By Andrea Chambers Cindy Ruskin
December 04, 1989 12:00 PM

The tomato harvest is in full swing. By the time the pickers make it back to camp, their hands are scratched, their backs weary from bending. Yet tonight their mood is buoyed by the sounds of a band tuning up. Children take seats in the dirt before a makeshift stage. Teatro Nuestro has come to Dixon, Calif.—one of 29 stops on its seasonal tour through the farm labor camps of the Far West.

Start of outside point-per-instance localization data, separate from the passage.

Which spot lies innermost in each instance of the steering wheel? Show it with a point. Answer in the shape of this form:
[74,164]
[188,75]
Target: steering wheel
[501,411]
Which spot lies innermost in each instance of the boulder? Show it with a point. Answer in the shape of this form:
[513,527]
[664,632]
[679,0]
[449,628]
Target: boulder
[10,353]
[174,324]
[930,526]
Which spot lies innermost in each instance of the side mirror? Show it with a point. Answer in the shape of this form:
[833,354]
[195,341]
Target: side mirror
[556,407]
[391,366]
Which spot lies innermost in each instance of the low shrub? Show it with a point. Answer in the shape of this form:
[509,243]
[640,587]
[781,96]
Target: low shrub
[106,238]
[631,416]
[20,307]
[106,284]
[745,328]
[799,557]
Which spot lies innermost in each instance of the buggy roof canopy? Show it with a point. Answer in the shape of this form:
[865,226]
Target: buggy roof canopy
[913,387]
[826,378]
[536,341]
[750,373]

The dusty camp is a far cry from the comfortable homes in L.A. and New York City where Teatro co-founder Cheyney Ryan, 41, grew up, but he is following a family tradition. His father, the actor Robert Ryan, was nearly as well known for his social and political activism as for his performances as a psychotic Marine in Cross fire (1947) and as the sinister rancher in Bad Day at Black Rock (1954). As a student, Cheyney spent summers in Appalachia building roads and was dismissed from Harvard for protesting the Vietnam War. Graduating from Boston University, he went on to earn his Ph.D. in philosophy and become a professor at the University of Oregon—where he also wrote plays and musical skits, most recently with a political cabaret group called On the Edge.

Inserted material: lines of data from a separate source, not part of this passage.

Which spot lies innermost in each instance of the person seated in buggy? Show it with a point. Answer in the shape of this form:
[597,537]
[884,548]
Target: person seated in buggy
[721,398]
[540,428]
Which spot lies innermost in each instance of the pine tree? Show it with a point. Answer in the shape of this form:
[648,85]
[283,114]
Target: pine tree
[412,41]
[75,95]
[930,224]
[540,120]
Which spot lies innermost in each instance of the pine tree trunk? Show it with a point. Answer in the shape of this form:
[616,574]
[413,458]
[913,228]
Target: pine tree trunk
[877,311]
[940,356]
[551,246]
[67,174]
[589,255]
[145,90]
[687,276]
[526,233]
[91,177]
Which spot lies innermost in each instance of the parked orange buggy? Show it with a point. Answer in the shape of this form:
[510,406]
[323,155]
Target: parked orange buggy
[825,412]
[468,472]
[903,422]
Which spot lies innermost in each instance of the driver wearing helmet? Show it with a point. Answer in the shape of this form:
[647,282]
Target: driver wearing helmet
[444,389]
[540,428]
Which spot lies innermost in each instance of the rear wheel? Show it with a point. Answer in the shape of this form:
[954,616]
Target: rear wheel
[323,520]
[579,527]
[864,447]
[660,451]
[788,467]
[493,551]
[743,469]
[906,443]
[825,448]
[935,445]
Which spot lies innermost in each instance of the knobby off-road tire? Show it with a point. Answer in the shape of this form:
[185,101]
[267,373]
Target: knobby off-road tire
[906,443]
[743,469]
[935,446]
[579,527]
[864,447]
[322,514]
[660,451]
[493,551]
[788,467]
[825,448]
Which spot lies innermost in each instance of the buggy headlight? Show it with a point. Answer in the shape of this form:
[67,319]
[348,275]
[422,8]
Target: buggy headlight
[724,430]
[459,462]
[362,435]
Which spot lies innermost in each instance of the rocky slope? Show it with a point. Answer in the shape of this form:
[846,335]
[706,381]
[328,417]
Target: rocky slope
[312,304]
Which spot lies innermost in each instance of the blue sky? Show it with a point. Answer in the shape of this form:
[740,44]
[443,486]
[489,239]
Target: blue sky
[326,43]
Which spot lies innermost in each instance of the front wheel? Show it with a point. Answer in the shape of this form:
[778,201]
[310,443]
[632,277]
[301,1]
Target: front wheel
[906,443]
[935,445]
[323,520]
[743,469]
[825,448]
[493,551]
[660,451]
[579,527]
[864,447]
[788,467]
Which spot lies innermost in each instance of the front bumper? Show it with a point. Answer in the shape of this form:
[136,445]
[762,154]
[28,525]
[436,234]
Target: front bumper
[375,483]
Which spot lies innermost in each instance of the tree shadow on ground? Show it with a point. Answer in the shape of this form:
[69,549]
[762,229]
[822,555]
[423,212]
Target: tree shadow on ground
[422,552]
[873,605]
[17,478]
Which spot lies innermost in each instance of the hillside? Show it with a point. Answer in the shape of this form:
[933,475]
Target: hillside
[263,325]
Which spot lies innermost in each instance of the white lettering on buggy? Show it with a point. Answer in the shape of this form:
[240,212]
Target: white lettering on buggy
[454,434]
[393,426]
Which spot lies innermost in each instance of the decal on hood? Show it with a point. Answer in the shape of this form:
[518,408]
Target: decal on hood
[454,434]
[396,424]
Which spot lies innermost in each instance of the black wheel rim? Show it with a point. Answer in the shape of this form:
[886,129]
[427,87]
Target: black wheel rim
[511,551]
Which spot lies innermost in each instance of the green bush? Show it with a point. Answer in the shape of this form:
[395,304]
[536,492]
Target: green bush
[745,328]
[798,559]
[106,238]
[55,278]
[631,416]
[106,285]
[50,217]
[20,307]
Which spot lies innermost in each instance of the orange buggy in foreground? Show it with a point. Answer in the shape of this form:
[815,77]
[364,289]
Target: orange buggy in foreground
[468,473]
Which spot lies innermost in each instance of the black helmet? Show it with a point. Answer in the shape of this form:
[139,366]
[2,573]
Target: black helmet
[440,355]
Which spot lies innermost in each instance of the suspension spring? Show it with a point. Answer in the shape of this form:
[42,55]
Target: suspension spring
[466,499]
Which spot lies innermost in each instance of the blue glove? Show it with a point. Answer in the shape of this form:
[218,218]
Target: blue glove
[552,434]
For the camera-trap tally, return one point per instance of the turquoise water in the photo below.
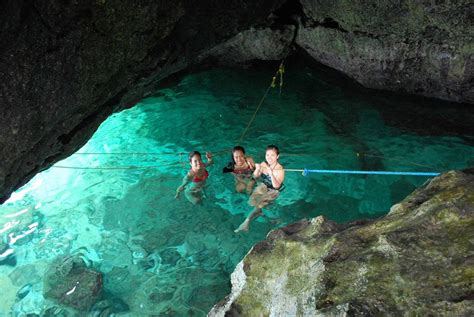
(112, 203)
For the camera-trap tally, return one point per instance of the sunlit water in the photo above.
(162, 256)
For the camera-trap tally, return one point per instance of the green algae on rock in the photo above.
(418, 259)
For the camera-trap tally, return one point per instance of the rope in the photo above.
(307, 171)
(280, 71)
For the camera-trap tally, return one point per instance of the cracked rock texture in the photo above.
(67, 65)
(419, 47)
(417, 260)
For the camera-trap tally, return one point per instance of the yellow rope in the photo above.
(280, 71)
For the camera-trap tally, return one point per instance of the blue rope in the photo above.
(307, 171)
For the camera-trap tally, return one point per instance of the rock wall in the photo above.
(416, 260)
(67, 65)
(418, 47)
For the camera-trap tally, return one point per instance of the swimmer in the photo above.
(242, 167)
(196, 178)
(272, 175)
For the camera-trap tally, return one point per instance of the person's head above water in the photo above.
(272, 153)
(238, 155)
(195, 160)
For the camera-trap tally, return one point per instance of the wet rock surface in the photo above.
(66, 66)
(69, 282)
(418, 259)
(422, 48)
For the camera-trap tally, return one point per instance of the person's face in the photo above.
(271, 156)
(239, 158)
(196, 162)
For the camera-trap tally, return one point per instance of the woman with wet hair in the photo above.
(271, 175)
(195, 178)
(242, 166)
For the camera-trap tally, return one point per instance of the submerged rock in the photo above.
(419, 47)
(70, 282)
(417, 259)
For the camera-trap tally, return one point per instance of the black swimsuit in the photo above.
(267, 181)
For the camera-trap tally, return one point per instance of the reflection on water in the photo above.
(110, 207)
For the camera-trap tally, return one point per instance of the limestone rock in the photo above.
(418, 259)
(410, 46)
(70, 282)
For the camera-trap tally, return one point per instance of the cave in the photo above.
(103, 101)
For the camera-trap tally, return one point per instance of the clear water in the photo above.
(162, 256)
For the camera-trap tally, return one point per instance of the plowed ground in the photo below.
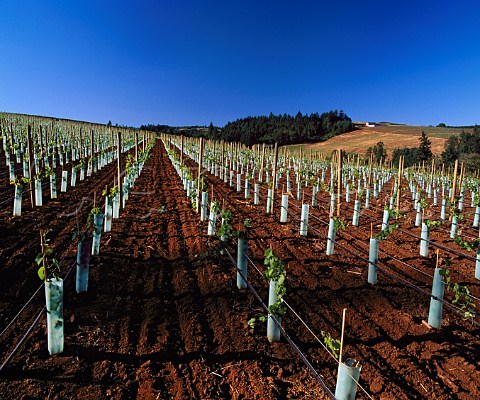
(163, 318)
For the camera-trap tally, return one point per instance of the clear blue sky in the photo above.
(195, 62)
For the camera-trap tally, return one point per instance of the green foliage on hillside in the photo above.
(465, 148)
(284, 129)
(414, 155)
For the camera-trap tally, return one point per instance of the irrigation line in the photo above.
(306, 326)
(325, 347)
(391, 275)
(22, 340)
(435, 244)
(284, 333)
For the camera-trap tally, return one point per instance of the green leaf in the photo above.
(39, 258)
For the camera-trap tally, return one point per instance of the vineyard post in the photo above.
(200, 163)
(42, 161)
(119, 168)
(181, 149)
(136, 145)
(454, 188)
(274, 177)
(92, 150)
(261, 163)
(30, 161)
(436, 306)
(399, 182)
(339, 181)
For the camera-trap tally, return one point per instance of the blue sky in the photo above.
(195, 62)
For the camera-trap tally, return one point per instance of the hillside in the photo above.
(393, 136)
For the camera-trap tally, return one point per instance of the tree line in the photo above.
(464, 147)
(284, 129)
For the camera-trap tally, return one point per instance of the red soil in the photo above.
(163, 318)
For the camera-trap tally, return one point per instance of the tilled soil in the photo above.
(163, 317)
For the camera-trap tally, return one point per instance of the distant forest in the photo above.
(284, 129)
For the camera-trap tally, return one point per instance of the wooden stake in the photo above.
(274, 177)
(119, 167)
(30, 162)
(342, 336)
(339, 181)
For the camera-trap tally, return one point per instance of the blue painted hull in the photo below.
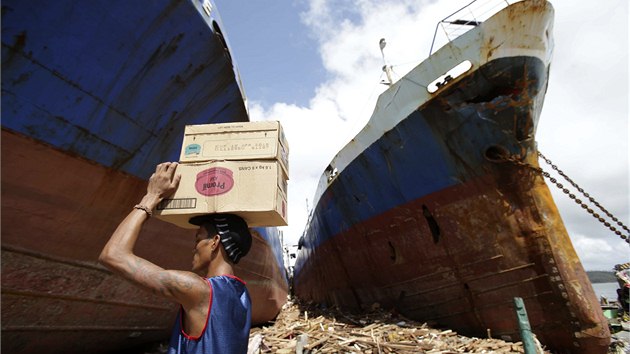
(115, 82)
(423, 212)
(94, 95)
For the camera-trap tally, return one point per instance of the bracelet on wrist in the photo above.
(144, 208)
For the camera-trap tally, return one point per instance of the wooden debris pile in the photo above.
(304, 330)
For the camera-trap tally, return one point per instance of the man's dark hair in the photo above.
(232, 229)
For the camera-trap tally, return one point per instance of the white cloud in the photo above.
(583, 128)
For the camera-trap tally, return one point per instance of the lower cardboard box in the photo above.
(254, 190)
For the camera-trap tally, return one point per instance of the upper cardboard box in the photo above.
(235, 141)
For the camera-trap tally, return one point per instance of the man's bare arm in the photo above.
(182, 287)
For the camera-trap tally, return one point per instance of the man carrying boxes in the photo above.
(229, 176)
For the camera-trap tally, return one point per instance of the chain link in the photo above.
(517, 161)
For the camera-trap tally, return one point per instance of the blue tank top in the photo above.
(228, 322)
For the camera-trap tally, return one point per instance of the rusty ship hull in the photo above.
(435, 211)
(94, 95)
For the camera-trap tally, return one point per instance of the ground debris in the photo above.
(307, 330)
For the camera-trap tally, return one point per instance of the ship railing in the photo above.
(465, 19)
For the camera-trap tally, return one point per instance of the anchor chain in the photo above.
(516, 160)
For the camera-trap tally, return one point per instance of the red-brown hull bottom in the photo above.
(58, 211)
(459, 268)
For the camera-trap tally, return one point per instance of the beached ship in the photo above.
(94, 95)
(436, 209)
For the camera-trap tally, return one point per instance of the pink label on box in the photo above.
(214, 181)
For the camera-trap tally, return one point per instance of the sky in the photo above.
(315, 65)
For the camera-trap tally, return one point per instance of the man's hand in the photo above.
(162, 184)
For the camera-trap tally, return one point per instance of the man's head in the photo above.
(232, 230)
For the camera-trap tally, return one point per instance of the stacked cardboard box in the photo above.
(238, 168)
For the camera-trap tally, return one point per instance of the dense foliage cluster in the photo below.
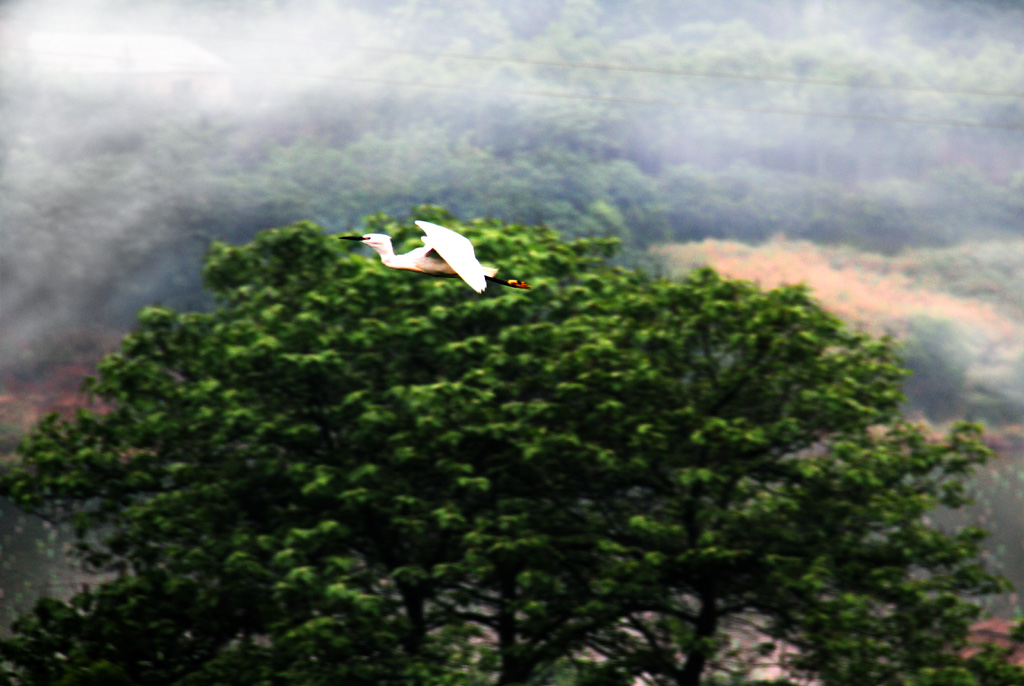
(346, 474)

In 1985 actor Ernesto Ravetto, Ryan’s frequent collaborator, suggested Cheyney write a play about pesticides. Born in Argentina, Ravetto had both worked as a migrant laborer and visited labor camps doing education outreach. He was dismayed that Mexican workers did not understand the dangers in the fields. “Information about pesticides isn’t accessible to people, because it’s in English,” says Ryan. “We try to show how something like pesticides, which seems very abstract, can disrupt the life of a normal family.”

Funded with a patchwork of small grants from the states of Oregon and California, Teatro Nuestro first went on the road in 1986. So far, the troupe has spent four harvest seasons traveling from Oregon to the Mexican border, performing for some 15,000 people. Ryan says he writes “simple family stories” that weave in music and humor while imparting useful information about serious matters. In this year’s play, La Boda (The Wedding), the Sanchez family grapples with a daughter’s pesticide poisoning and her father’s threatened deportation. “That was my family out there,” said one deeply moved farm worker in Dixon.

After most performances, doctors describe the effects of pesticides and lawyers explain that employers are required to provide protective clothing. “Farm workers do have rights,” says Jose Padilla of California Rural Legal Assistance. “Teatro Nuestro has been the best way to put that message out.”

Unfortunately, its lease on life is always a slender one. “This is a mom-and-pop cottage industry,” explains Ravetto, whose artist wife, Kris, designed some of the costumes. Ryan’s wife, Alexis, an executive recruiter, photographs some of the performances, while Cheyney spends much of his time writing grant proposals to cover Teatro Nuestro’s $90,000 annual budget. He may have to scrounge harder next year, because the group has been invited to tour New Mexico and Florida. But he knows that one play is worth a thousand public information pamphlets because, says Ryan, “we play to people’s hearts.”